In many ways, VJ Emmie’s commentary track harks back to American and European cinema’s early days in which films were narrative-lite attractions exhibited at fairgrounds and vaudeville halls—i.e., spaces teeming with sights, sounds, and smells that had not yet been “cleaned up” and tamed by a single, normative model of film spectatorship. That said, one thing that is crucial about Nabwana’s films is their regional specificity, their non-generalizable character. Much of the films' dark comedy emerges from VJ Emmie’s tongue-in-cheek jabs at local histories of poverty and violence, including but not limited to the Ugandan Civil War, which Nabwana lived through as a child.

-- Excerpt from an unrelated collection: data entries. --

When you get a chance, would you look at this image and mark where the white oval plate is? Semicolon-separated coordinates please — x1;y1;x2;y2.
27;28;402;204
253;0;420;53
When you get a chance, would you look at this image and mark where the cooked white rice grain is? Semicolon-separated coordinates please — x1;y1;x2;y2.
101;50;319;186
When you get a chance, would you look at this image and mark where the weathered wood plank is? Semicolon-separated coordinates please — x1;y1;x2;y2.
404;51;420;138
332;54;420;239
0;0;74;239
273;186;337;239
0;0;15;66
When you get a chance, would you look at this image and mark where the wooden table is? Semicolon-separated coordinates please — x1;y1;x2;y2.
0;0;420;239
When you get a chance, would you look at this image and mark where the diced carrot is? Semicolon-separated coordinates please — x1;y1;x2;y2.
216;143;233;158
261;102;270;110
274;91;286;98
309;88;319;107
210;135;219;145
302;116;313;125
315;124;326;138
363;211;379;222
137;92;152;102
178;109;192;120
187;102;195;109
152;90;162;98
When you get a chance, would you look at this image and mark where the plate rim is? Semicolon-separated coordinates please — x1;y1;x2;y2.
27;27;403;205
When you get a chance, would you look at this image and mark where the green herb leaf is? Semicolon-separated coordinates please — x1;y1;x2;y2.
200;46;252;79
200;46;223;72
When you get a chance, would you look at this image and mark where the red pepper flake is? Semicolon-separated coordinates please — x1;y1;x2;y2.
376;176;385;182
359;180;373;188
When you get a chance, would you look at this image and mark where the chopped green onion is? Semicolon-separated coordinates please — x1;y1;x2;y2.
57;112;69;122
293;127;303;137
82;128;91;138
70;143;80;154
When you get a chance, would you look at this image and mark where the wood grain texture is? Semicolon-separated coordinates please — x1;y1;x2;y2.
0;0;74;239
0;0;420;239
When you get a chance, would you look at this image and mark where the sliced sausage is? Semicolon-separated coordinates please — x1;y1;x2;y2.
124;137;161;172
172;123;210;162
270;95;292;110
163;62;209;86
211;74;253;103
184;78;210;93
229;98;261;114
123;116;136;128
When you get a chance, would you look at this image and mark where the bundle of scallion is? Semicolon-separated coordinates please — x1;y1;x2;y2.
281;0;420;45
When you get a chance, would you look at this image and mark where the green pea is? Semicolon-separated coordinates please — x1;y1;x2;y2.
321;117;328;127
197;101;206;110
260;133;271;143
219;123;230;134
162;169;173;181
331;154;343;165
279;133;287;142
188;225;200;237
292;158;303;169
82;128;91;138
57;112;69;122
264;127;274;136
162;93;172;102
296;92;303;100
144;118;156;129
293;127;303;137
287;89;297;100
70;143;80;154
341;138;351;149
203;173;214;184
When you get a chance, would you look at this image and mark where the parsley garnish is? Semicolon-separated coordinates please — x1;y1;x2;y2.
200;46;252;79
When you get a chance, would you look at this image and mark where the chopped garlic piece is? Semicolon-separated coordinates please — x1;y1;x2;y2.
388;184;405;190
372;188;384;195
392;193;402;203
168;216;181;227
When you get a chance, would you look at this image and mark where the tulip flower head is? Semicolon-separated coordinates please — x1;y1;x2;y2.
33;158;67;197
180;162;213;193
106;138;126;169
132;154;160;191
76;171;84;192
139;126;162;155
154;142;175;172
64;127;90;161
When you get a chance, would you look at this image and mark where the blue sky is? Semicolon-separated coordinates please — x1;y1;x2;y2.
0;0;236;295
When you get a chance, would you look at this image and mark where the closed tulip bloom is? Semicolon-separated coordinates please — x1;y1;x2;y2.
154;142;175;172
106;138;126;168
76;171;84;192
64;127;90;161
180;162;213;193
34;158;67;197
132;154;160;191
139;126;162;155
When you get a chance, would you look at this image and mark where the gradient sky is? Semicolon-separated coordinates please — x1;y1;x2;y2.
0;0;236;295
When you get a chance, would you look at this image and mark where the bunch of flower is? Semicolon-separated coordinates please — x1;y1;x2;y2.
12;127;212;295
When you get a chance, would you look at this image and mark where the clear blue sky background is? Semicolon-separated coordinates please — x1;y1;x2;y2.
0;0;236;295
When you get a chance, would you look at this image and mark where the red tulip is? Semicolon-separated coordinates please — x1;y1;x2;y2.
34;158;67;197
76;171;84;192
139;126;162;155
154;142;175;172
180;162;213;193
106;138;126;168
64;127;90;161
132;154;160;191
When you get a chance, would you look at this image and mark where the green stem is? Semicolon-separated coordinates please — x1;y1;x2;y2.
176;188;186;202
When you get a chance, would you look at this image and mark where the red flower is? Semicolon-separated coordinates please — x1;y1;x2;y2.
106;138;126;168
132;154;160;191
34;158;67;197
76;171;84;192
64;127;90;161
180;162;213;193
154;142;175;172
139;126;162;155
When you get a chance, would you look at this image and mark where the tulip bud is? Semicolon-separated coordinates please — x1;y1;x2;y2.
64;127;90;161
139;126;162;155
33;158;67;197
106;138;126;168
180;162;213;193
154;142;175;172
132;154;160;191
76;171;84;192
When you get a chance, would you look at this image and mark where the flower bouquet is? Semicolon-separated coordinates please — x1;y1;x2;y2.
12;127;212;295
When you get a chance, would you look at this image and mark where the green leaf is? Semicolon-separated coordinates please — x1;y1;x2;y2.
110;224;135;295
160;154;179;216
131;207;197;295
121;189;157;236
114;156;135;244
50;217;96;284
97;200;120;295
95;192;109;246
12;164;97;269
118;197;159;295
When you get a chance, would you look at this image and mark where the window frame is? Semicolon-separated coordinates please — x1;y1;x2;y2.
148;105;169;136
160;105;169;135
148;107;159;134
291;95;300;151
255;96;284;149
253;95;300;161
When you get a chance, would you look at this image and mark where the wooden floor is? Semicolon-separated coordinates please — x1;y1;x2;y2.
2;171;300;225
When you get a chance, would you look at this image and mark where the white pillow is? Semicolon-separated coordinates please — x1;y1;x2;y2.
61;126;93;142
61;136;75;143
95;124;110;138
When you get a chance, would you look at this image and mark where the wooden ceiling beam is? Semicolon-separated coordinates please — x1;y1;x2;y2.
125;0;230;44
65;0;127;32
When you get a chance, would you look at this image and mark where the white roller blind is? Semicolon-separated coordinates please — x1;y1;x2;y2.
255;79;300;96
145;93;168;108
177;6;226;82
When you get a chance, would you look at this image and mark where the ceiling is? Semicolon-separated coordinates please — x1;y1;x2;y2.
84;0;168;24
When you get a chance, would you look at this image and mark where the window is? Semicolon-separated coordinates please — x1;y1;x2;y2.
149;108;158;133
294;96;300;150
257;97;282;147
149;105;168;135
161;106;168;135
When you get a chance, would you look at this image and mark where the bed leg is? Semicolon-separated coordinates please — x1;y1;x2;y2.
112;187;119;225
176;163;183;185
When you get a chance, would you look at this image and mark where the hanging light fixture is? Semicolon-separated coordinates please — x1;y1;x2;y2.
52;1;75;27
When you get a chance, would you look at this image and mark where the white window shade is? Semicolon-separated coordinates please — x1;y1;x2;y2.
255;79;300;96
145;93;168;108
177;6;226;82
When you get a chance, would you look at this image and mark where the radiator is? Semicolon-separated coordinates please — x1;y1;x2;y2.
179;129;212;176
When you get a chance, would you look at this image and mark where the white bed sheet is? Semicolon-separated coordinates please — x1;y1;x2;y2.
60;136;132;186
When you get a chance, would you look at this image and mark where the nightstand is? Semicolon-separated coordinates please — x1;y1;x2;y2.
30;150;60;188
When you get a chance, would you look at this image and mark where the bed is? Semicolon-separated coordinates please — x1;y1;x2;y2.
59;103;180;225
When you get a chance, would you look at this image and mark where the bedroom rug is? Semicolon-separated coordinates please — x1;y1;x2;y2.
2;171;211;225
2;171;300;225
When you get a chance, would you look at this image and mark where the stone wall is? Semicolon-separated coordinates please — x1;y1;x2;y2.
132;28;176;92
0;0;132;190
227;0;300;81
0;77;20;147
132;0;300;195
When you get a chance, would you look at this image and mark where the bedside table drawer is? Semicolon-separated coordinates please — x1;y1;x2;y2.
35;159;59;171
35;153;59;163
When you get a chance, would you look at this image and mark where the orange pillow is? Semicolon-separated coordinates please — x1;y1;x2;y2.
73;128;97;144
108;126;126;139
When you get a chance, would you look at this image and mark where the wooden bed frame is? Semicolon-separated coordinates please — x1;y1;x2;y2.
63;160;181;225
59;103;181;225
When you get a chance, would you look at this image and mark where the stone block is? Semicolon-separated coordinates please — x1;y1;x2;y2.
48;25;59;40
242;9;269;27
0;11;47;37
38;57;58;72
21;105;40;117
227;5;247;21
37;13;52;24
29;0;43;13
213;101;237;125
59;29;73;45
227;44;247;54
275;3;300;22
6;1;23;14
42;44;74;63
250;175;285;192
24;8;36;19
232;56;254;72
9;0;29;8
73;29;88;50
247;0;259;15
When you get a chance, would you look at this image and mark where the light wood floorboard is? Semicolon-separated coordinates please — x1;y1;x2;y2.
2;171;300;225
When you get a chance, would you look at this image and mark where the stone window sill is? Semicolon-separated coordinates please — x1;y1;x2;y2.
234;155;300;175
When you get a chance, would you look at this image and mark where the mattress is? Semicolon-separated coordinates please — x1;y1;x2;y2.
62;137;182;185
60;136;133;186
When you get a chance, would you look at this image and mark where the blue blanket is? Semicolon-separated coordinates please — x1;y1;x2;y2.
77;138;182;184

In Bad Black, a body convulsing beneath a hail of bullets is nicknamed the “Ugandan dance,” and the squalid living conditions are (half-)jokingly characterized as being defining features of the country. There is pain in Nabwana’s films, capturing a historical reality of suffering and trauma that Bad Black, especially, channels in moments in which what began a parodic action cartoon suddenly yields to the more vexed and visceral realm of exploitation cinema.
And yet, never are Nabwana’s films “about” this suffering in the manner that many Western-produced films about African countries have historically been. Poverty and violence are irrefutable facts of daily life, but, as Nabwana himself mentioned in an interview, his films are comedic in tone. In place of the totalizing, reductive, miserabilist portraits of the continent that routinely appear in films presented for Western eyes, we have exuberant celebrations of a people and a place, emerging from the desire of a community to see themselves represented and their culture expressed. The films register the reality of suffering insofar as this suffering was and is a reality: a part of the community’s history and lived experience, and hence on some level an inextricable part of their identity. But the films don’t treat this fact as alpha and omega, but, rather, as simply one element in a larger creative canvas, one possible story rather than the story. Given this ethos, the films' “bad,” “imperfect,” seam-filled style feels fitting. Rather than purporting to be a transparent window onto a cultural milieu, presented for the ethnographic gaze of foreign audiences, this style functions as an artifact and trace of a nascent film culture’s own joyous self-production.
The Action Scene is a column exploring the construction of action set pieces, but it also considers “scene” in the sense of field or area: “action” as a genre and mode that spans different cultures and historical periods. By examining these two levels in tandem—one oriented toward aesthetic expression, the other toward broader contexts and concepts—this series aims to deepen appreciation for and spark discussion about action cinema.